Massachusetts Financial Services plans to launch five mutual funds in Japan early next year, giving the Boston fund company full-fledged entry into fund management there.

Last week it got regulatory approval to manage retail funds in Japan and hopes to sign agreements with six distributors by the time the funds are opened to investors, said Robert Di Bella, president of Massachusetts Investment Management Co., the Japanese unit.

Three funds - a limited-maturity fixed-income portfolio; a Japanese all-cap portfolio; and a Japanese blue-chip portfolio - are to be launched in late February or early March. A U.S. high-income bond fund and a global equity portfolio will come shortly after, Mr. Di Bella said.

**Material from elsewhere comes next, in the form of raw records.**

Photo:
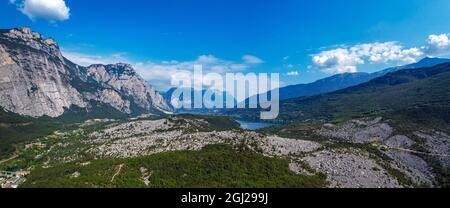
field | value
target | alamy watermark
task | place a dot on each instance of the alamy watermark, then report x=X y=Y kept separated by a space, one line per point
x=231 y=91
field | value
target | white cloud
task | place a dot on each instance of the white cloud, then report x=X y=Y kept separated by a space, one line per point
x=438 y=44
x=337 y=61
x=293 y=73
x=347 y=59
x=249 y=59
x=51 y=10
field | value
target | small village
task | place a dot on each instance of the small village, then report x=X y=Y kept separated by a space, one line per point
x=12 y=179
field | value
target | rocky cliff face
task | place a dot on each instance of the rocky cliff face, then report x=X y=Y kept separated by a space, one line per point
x=36 y=80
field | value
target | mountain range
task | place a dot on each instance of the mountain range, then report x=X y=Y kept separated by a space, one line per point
x=345 y=80
x=36 y=80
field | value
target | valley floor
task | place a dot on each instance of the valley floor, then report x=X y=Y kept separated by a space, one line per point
x=193 y=151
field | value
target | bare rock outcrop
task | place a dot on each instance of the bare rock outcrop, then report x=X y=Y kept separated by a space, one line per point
x=36 y=80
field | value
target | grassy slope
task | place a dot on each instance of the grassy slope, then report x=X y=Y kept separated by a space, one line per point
x=214 y=166
x=15 y=129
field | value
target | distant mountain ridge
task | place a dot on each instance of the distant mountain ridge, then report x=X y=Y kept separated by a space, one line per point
x=421 y=93
x=342 y=81
x=36 y=80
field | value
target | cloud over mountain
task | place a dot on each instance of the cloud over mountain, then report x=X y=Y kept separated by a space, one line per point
x=51 y=10
x=347 y=59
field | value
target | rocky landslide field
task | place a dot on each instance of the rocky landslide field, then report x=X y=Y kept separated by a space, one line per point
x=357 y=153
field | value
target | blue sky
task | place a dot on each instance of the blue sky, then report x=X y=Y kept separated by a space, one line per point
x=302 y=40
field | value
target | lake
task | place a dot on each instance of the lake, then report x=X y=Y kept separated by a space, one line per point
x=253 y=125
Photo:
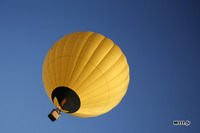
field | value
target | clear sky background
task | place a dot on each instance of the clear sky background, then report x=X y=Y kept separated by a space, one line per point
x=161 y=40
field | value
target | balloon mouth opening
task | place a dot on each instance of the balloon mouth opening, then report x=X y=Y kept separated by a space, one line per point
x=68 y=100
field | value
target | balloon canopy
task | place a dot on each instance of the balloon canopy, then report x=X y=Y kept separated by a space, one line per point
x=85 y=74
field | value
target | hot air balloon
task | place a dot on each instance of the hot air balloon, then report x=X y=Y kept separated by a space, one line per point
x=85 y=75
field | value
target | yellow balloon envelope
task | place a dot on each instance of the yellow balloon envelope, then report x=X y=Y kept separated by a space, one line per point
x=85 y=74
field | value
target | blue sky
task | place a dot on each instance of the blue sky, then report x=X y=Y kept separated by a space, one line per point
x=160 y=38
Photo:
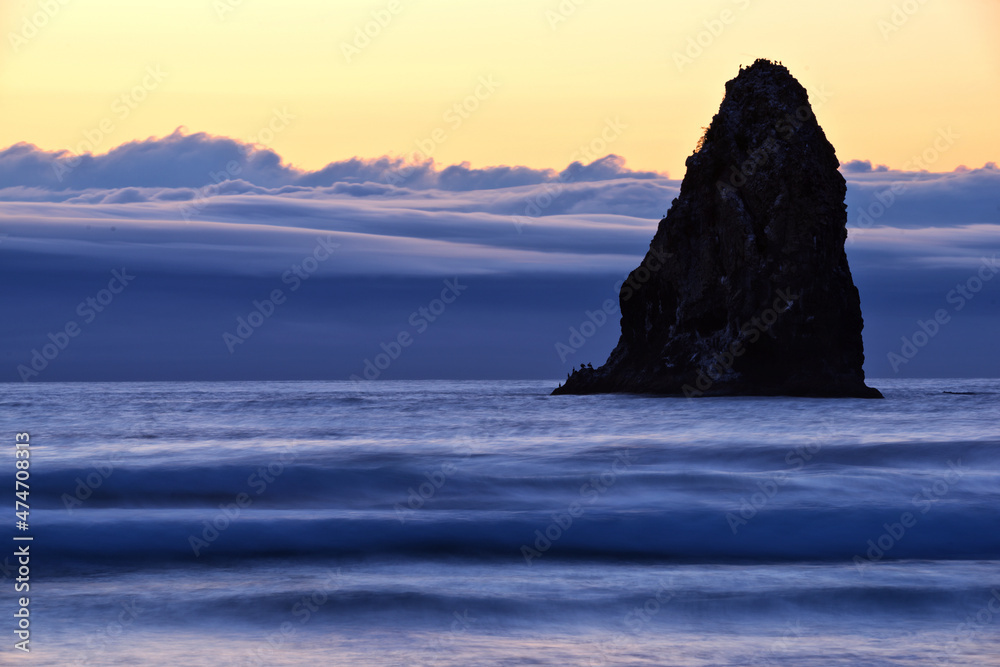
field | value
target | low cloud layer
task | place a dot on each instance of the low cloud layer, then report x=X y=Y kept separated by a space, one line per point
x=216 y=221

Though its fund market is relatively small, Japan - with the second-largest economy in the world, the highest savings rate, and a largely underfunded pension system - is an ideal market for asset management companies. Indeed, the mutual fund market there is expected to swell 44% by 2003, according to a report by Cerulli Associates Inc. of Boston.

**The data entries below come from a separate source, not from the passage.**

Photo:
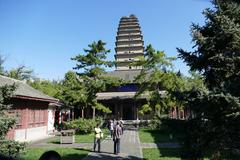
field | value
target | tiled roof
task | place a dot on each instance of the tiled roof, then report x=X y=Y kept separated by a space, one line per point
x=127 y=75
x=24 y=90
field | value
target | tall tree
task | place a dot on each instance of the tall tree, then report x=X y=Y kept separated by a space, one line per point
x=2 y=60
x=20 y=73
x=74 y=92
x=52 y=88
x=9 y=148
x=91 y=66
x=215 y=126
x=154 y=76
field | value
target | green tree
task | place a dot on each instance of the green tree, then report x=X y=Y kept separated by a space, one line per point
x=215 y=126
x=20 y=73
x=74 y=92
x=92 y=73
x=7 y=147
x=52 y=88
x=155 y=75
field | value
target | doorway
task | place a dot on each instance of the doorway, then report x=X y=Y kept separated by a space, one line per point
x=127 y=112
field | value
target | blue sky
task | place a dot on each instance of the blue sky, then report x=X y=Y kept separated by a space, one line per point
x=45 y=34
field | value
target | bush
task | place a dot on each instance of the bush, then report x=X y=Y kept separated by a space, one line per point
x=82 y=125
x=11 y=149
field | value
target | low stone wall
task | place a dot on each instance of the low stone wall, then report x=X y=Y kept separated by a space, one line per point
x=30 y=134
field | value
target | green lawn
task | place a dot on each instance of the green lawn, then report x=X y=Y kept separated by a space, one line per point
x=153 y=136
x=81 y=138
x=66 y=153
x=161 y=154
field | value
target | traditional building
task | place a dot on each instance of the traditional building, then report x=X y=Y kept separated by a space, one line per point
x=129 y=43
x=34 y=111
x=129 y=46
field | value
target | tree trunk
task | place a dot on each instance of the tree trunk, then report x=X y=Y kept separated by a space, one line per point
x=82 y=113
x=216 y=155
x=93 y=112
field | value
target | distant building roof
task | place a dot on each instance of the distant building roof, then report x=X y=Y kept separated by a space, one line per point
x=127 y=75
x=25 y=91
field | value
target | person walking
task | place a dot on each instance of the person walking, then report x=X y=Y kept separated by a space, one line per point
x=111 y=126
x=116 y=137
x=97 y=138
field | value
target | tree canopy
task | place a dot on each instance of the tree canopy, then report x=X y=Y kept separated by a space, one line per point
x=216 y=121
x=91 y=72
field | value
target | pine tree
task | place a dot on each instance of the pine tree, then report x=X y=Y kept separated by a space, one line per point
x=155 y=75
x=91 y=66
x=215 y=127
x=8 y=148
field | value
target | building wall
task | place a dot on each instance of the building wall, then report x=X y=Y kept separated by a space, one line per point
x=32 y=120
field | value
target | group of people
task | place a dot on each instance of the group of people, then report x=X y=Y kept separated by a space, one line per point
x=116 y=131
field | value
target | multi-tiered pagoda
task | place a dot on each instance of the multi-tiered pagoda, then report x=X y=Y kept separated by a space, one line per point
x=129 y=43
x=129 y=46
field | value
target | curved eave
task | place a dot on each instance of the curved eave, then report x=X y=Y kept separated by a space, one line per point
x=128 y=54
x=127 y=36
x=36 y=99
x=129 y=42
x=127 y=48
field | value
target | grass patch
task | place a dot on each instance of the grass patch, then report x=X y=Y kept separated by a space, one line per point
x=80 y=138
x=66 y=153
x=161 y=154
x=154 y=136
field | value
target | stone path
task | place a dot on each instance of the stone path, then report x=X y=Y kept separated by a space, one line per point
x=130 y=148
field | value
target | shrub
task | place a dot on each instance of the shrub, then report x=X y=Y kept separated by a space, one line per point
x=11 y=148
x=82 y=125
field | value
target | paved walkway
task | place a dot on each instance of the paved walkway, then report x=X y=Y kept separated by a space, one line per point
x=130 y=148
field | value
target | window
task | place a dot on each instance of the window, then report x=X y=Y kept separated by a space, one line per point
x=18 y=115
x=36 y=117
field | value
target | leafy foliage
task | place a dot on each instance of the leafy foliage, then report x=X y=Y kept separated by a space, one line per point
x=215 y=125
x=20 y=73
x=51 y=88
x=155 y=75
x=92 y=72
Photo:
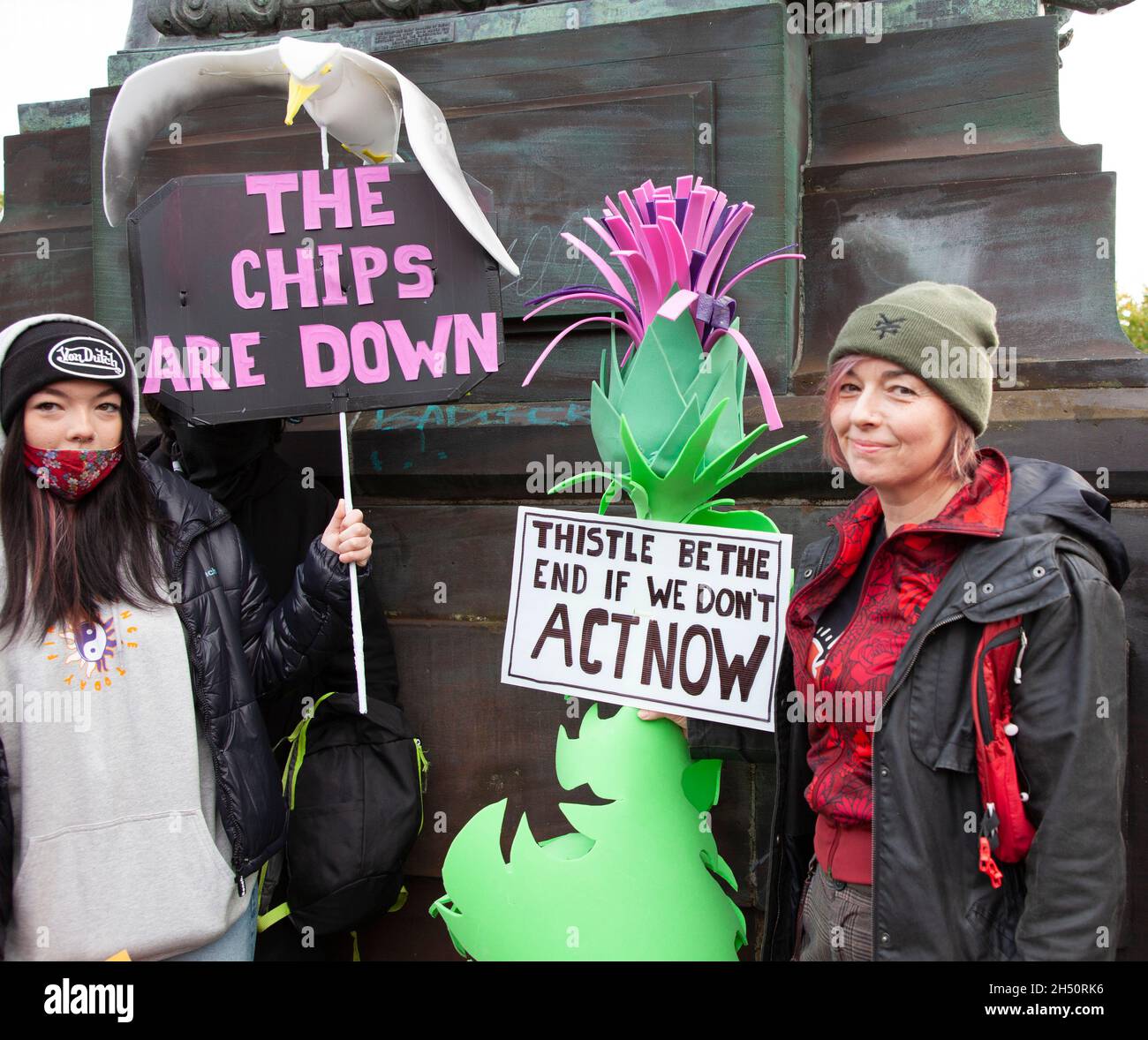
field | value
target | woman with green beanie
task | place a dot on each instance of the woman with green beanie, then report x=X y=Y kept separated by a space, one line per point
x=884 y=844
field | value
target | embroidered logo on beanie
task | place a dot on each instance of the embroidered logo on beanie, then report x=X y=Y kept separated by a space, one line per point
x=890 y=325
x=87 y=358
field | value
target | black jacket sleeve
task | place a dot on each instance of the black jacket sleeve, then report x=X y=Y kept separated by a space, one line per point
x=290 y=641
x=1071 y=712
x=738 y=742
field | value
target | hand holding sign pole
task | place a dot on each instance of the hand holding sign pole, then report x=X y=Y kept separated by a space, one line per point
x=387 y=293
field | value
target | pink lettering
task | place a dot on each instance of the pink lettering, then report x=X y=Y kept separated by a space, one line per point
x=274 y=186
x=202 y=356
x=412 y=358
x=245 y=259
x=362 y=333
x=404 y=264
x=314 y=374
x=314 y=201
x=364 y=177
x=303 y=278
x=485 y=346
x=332 y=287
x=163 y=363
x=244 y=362
x=367 y=262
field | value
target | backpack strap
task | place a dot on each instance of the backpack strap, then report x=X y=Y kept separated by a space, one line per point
x=1005 y=828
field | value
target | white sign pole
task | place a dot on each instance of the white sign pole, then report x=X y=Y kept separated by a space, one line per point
x=356 y=614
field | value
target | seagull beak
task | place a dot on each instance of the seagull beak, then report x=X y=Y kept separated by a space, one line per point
x=297 y=94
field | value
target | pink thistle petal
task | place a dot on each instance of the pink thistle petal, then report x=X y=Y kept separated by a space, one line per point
x=676 y=247
x=563 y=335
x=646 y=285
x=754 y=266
x=715 y=211
x=634 y=320
x=604 y=268
x=695 y=216
x=773 y=417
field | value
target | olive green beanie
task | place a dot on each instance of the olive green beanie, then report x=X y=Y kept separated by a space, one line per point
x=944 y=335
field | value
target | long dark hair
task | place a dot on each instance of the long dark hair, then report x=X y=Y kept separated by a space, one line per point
x=64 y=559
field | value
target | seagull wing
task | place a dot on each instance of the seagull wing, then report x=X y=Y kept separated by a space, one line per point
x=426 y=130
x=150 y=98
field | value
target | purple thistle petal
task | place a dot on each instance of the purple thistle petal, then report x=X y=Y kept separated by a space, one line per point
x=563 y=335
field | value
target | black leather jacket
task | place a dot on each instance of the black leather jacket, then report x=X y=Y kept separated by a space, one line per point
x=1059 y=564
x=240 y=646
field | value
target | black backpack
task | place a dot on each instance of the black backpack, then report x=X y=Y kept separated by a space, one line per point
x=354 y=787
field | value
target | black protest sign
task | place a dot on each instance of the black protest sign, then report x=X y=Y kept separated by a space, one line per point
x=310 y=291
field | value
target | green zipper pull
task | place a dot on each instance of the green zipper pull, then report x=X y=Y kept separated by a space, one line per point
x=424 y=765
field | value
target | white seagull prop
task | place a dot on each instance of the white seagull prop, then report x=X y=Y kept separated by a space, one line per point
x=356 y=98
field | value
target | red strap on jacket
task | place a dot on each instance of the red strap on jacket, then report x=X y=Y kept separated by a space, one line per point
x=1005 y=829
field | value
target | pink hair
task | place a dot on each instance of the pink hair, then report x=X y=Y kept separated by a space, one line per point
x=956 y=462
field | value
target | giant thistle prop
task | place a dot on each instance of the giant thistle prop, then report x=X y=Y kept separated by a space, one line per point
x=636 y=878
x=669 y=415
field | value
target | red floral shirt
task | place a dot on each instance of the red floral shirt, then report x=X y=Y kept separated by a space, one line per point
x=905 y=572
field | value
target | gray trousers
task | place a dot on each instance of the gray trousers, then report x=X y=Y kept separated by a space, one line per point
x=834 y=921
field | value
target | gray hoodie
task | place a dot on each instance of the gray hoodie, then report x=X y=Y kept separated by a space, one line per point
x=118 y=844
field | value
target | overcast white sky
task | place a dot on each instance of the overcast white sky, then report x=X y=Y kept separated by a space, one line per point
x=1103 y=87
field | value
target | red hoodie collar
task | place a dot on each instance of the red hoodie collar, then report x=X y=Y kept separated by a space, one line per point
x=978 y=509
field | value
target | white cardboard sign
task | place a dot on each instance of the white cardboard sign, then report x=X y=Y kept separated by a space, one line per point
x=676 y=618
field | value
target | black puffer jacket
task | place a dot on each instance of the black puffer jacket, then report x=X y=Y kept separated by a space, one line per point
x=1059 y=564
x=240 y=646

Based on data from Cerulli and Friday's currency conversion rate, assets under management in Japan totaled $1.99 trillion in October. By contrast, the U.S. fund industry topped $6 trillion, according to the Investment Company Institute.

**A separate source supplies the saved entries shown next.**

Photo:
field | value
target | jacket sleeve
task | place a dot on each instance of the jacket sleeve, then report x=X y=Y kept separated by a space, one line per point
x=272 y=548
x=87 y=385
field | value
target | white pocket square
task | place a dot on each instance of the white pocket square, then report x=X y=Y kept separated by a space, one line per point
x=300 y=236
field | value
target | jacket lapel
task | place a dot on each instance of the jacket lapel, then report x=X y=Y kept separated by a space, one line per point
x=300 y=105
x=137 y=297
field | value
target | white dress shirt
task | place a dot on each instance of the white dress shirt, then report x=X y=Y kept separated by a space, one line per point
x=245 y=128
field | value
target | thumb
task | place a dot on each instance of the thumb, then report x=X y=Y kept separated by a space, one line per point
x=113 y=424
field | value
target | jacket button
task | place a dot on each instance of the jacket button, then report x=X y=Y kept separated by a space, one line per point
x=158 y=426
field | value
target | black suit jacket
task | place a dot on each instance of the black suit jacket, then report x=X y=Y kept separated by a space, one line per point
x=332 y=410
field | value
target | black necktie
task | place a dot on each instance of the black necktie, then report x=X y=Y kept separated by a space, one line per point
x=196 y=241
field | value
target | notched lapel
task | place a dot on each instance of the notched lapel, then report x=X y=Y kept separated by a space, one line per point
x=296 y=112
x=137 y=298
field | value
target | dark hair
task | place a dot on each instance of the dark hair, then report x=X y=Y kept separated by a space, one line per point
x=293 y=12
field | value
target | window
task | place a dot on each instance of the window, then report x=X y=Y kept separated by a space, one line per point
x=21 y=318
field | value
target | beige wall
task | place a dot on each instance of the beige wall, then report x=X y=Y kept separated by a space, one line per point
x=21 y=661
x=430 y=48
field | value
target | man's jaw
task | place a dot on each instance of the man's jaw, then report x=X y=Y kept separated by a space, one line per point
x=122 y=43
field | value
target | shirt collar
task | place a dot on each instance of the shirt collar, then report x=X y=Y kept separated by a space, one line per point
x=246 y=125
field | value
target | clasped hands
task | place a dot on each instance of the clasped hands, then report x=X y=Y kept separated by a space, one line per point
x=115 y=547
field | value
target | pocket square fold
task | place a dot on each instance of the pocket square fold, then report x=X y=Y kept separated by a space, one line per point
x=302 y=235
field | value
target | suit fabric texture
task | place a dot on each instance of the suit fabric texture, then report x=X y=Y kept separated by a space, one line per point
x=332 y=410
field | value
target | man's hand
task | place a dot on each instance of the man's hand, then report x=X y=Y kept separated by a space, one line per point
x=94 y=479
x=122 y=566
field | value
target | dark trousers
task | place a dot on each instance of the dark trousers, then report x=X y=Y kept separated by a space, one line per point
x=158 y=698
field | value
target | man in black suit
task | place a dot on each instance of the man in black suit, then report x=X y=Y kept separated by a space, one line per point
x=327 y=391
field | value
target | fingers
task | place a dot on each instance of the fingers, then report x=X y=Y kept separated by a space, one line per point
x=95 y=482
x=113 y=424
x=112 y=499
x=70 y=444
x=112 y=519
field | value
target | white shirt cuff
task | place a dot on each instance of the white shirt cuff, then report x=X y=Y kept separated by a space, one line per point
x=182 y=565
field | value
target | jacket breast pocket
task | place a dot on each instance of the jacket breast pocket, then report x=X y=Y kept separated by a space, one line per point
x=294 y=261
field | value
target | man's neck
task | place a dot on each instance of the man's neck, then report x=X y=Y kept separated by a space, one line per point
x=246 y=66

Massachusetts Financial is a late entrant to fund management in Japan. For example, Goldman Sachs Asset Management had $14.1 billion of assets under management there in December 1998, according to Cerulli, and other large players include Putnam Investments, Alliance Capital Management, Fidelity Investments, and Merrill Lynch Mercury Asset Management.

The Boston company, which manages about $130 billion of assets worldwide, also faces stiff competition from Japanese asset managers, which are expected to gain market share, according to Cerulli.

Mr. Di Bella says he is undeterred. "We may be late to the dance, but the music is just starting," he said.

He added that the company plans to stay in Japan for the long haul. "When Toyota decides to leave America, we'll probably leave Japan," Mr. Di Bella said.

The fund company's involvement there began a few years ago when it agreed to subadvise a global-balanced portfolio with Nomura Asset Management. And in the summer of 1998, it tapped Merrill Lynch Japan to distribute a Japan-only share class of two U.S.-based funds. That October it opened an office in Japan and applied for a license to manage institutional assets, which it received in January.

The fund company has a staff of 17, and Mr. Di Bella said he plans to hire three people in the first half of next year for operations, sales, and marketing. The company also plans to hire analysts, though Mr. Di Bella said he did not know how many or when.

Massachusetts Financial also has plans within three to five years to offer U.S.-style wholesaling, which is almost unheard of in Japan, Mr. Di Bella said.